Former CHP leader Kemal Kılıçdaroğlu AFP

Turkey’s main opposition leader will stand trial on charges of “insulting a public officer” due to his statements about a former minister implicated in the Dec. 17, 2013 corruption investigation, journalist Barış Terkoğlu said in a column in the Cumhuriyet daily on Thursday.

Kemal Kılıçdaroğlu, chairman of the Republican People’s Party (CHP), was ordered to appear in court as a defendant in a summons sent on Sept. 11. Kılıçdaroğlu lost his parliamentary immunity when he declined to run for a seat in the legislature in the May general election and instead competed against incumbent President Recep Tayyip Erdoğan for the position of head of state.

Erdoğan was the winner of a May 28 runoff that will extend his 20-year rule until 2028. He received 52.1 percent of the nationwide vote, while his main rival, opposition candidate Kılıçdaroğlu, got 47.8 percent.

According to Terkoğlu, Kılıçdaroğlu’s trial will start on March 7, 2024 at the İstanbul 51st Criminal Court of First Instance and the prosecutor, who drafted the indictment on Oct. 31, 2016, is seeking a prison sentence of between one year, two months and two years, four months in addition to a ban on engaging in politics.

The CHP leader faces trial due to his remarks in a speech during a meeting of his party in İstanbul on Nov. 26, 2014 in which he talked about the Dec. 17-25 bribery and corruption investigations that shook the country back in 2013 and referred to some of the government officials as “thieves.”

The probe implicated, among others, the family members of four cabinet ministers as well as the children of then-prime minister and current President Erdoğan.

Erdoğan Bayraktar, the former Turkish minister of environment and urban planning and one of the four cabinet members implicated in the probe, filed the complaint against Kılıçdaroğlu that was ultimately turned into an indictment.
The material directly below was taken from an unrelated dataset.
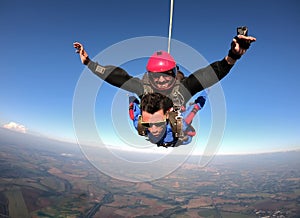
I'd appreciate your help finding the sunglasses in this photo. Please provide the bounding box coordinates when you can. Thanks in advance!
[141,116,167,128]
A trial was initiated after the CHP leader lost his parliamentary immunity.

Terkoğlu quoted Kılıçdaroğlu’s lawyer, Celal Çelik, as saying that the politician was “happy” to be informed of the case filed against him and issued instructions for a full verification of all the facts involved in the case.

“Through this trial, we will have the chance to prove all the corruption that took place during the period of Dec. 17-25,” Çelik said.

Terkoğlu stated that the fact that the leader of the main opposition party, one of the main elements of a democracy, will be tried for criticizing the government’s corruption, would “leave a black stain on Turkey’s democratic history.”

So far, parliament has received 28 summaries of proceedings about the CHP leader that encompass a range of charges, including insult, threat, slander, praising a crime and a criminal, attempting to influence judicial proceedings, insulting public officials due to their duties, inciting hatred and hostility among the public and disseminating propaganda for a terrorist organization.